He speaks with a lisp, he’s missing one finger, and there are those who argue he is also missing one screw since his days as a metallurgical plant worker and fiery agitator. But if the markets have not been able to prevent him from winning in a second-round landslide, Brazilian President-elect Luiz Inacio ‘‘Lula’’ da Silva must have a point. Is it the same point he articulated during his campaign?

The orthodox view claims that Brazil was on its way to prosperity, thanks to ‘‘free-market’’ policies. However, the truth is that market-based reforms were actually just more political cronyism with little or no change in true liberalization and privatization for the masses. As a result, the economy grew only by an average of 2.6 percent a year, while capital accumulation, a key long-term indicator, experienced a shy 2.3 percent rate of growth. The human toll speaks for itself: 60 million people live in poverty today, marginalized by a concentration of power that gives 10 percent of the population, mostly of European descent, control over 80 percent of the wealth. Upon this already bleak situation something akin to the ‘‘seven plagues of Egypt’’ suddenly descended in the last few months. Due to loss of investor confidence, Brazil’s currency lost a third of its value, interest rates reached levels of 40 percent, and the public debt skyrocketed to $260 billion. Default did not occur because the International Monetary Fund (IMF) stepped in with a $30 billion guarantee, but the whiff of default is still in the air.

Many voters were scared of Lula’s radical past, his lack of managerial experience, his critique of globalization and his skepticism about the Free Trade Area of the Americas, which President George W. Bush wants to have under his belt by 2005 (Lula accuses the United States of double standards by placing barriers to steel, sugar, citrus fruits and other products Brazil wants to export to the U.S. market). Now it is Lula who should not be afraid of radical change.

But that change should not mean undoing the reforms of the 1990s, going back to the kind of 1930s corporatism Brazil still suffers from, or to 1950s and 1960s industrialization through import-substitution and foreign investment protected from incoming competing goods, or to the bogus ‘‘pro-market’’ policies of the 1970s under military rule.

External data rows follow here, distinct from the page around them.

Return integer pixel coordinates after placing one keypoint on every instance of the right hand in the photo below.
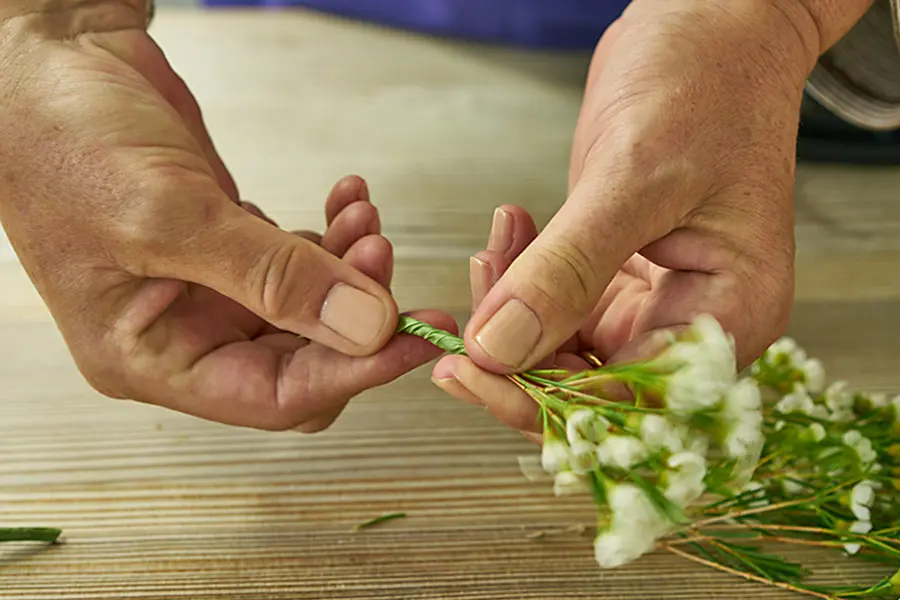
(165, 288)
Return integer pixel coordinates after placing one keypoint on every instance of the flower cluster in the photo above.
(694, 425)
(715, 468)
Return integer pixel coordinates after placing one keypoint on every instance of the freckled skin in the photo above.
(680, 197)
(166, 287)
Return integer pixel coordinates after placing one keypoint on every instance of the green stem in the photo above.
(29, 534)
(444, 340)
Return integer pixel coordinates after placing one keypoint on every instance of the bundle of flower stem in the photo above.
(718, 468)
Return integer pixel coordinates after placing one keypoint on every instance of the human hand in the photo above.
(680, 194)
(165, 288)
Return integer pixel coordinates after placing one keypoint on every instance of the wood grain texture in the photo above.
(160, 506)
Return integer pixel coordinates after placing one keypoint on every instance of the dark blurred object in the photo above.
(559, 24)
(826, 138)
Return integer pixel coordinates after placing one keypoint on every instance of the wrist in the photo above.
(63, 19)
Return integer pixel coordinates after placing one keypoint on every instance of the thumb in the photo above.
(288, 281)
(551, 289)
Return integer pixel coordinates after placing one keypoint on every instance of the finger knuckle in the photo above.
(284, 284)
(153, 221)
(568, 278)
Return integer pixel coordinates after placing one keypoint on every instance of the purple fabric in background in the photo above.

Those policies, on top of an economy of coffee-plantation enclaves dating back to colonial times and the Brazilian government’s hindrance of small- and mid-scale agriculture in the 19th century, have made Brazil what it is: a two-tier society in which the modern government-connected elite creates wealth and millions of people simply survive in the underground economy, invade land or vegetate in the mammoth federal or regional public sectors. If Lula is radical about breaking the vested interests of regional power barons, ending the special-interest cartels created by government power, slashing government spending well below the current level of 40 percent, ceasing to trade exclusive property rights for political support and vesting the masses of the people with private property and capital, Brazil will take off. And the country’s financial turbulence will be over because the real public deficit of 4 percent will be turned into a surplus, interest rates will come down, and the debt will take care of itself.

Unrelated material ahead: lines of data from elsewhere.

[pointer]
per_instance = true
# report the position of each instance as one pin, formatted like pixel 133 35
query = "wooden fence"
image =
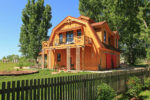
pixel 78 87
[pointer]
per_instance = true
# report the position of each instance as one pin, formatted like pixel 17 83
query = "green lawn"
pixel 7 66
pixel 145 95
pixel 45 73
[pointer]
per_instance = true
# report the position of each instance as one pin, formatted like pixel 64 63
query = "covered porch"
pixel 69 57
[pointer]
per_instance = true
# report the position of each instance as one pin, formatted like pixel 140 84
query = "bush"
pixel 134 87
pixel 105 92
pixel 146 83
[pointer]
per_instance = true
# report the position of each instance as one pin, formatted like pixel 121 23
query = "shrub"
pixel 134 87
pixel 146 83
pixel 105 92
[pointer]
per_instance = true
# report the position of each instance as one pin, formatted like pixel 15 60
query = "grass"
pixel 45 73
pixel 145 95
pixel 7 66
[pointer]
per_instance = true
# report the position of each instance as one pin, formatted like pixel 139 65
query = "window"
pixel 58 57
pixel 60 38
pixel 69 37
pixel 104 36
pixel 79 33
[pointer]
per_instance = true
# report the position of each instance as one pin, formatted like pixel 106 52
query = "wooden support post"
pixel 43 59
pixel 49 59
pixel 77 58
pixel 83 58
pixel 68 58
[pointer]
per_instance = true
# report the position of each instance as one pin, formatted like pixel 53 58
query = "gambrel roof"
pixel 89 23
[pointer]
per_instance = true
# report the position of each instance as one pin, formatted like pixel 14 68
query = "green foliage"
pixel 123 16
pixel 105 92
pixel 134 86
pixel 146 83
pixel 36 22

Will Lula face ferocious pressures from his two big political constituencies, government employees and blue-collar workers? Yes. So it is time to give the vast numbers of disadvantaged people who voted for Lula a real chance by vesting them with property ownership. It can be done by turning social security, which consumes $20 billion of the people’s wealth, into a private system that allows every worker to build a personal savings account. It can be done by empowering the masses with individual stock ownership of mammoth government-controlled companies, like Petrobras. It can be done by creating an employment-friendly environment through slashing the burdens of labor taxes, loosening firing restrictions or reforming sector-based collective bargaining. It can be done by granting property title of government land to 5 million peasants who have spent the last 20 years in clashes with big land owners.

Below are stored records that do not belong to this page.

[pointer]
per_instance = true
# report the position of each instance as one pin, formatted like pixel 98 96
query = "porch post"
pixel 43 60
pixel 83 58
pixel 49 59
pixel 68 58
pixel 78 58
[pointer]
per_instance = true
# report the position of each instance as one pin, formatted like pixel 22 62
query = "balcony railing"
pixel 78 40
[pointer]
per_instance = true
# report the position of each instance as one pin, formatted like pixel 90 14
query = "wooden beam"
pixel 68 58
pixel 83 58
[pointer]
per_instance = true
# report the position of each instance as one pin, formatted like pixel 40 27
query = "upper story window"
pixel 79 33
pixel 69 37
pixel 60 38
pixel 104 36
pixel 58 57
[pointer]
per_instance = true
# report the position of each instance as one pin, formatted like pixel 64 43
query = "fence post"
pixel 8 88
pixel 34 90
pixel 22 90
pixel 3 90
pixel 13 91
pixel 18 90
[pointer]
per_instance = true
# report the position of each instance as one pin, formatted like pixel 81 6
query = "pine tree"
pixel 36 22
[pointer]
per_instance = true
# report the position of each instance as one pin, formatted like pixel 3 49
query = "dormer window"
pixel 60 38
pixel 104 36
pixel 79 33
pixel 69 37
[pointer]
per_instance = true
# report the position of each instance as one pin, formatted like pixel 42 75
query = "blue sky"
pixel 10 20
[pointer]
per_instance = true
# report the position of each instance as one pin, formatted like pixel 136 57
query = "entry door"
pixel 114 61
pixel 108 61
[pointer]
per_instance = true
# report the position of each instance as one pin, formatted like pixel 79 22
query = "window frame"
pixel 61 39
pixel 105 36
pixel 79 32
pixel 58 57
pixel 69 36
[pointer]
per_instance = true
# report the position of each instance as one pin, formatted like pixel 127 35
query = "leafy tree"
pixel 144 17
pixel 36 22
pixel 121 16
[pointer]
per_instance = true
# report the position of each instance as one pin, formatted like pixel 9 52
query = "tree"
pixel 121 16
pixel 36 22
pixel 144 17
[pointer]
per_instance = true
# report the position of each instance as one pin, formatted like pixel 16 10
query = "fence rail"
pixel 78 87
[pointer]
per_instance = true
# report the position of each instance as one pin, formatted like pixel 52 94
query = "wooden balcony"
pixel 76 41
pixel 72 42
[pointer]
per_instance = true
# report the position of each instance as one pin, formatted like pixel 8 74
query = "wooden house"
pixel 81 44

So, what if Lula pursues a path of orthodox, left-wing state-socialism? Despite the economic hardship it would cause, it may still be a better deal than the president-elect not being radical at all, because if Lula, as is feared, hikes the minimum wage and raises the level of spending through intense government house-building without touching the structure of the state, Brazil will be forced to default Argentina-style and the radical populist option will be dead. If, on the other hand, Lula, paralyzed by the competing pressures of his constituencies and Wall Street investors, becomes a ‘‘moderate,’’ happy to steer a sinking ship, then an imminent collapse of the country will only be postponed and by then a more truly radical populist option will have surfaced, accusing Lula of selling out to big business and the United States.

So, here are the three options in order of preference: Lula can be truly radical and empower his people with freedom, property rights and access to capital. He can be the state-socialist and send Brazil down the drain, perhaps paving the way for a truly radical president of the right kind at a later date. Or he can simply engage in no reform, thereby allowing the current inertia of the government-dominated economy to drag him and the country toward default and provoking the emergence of another leader, crazier than the panicky markets have feared Lula to be.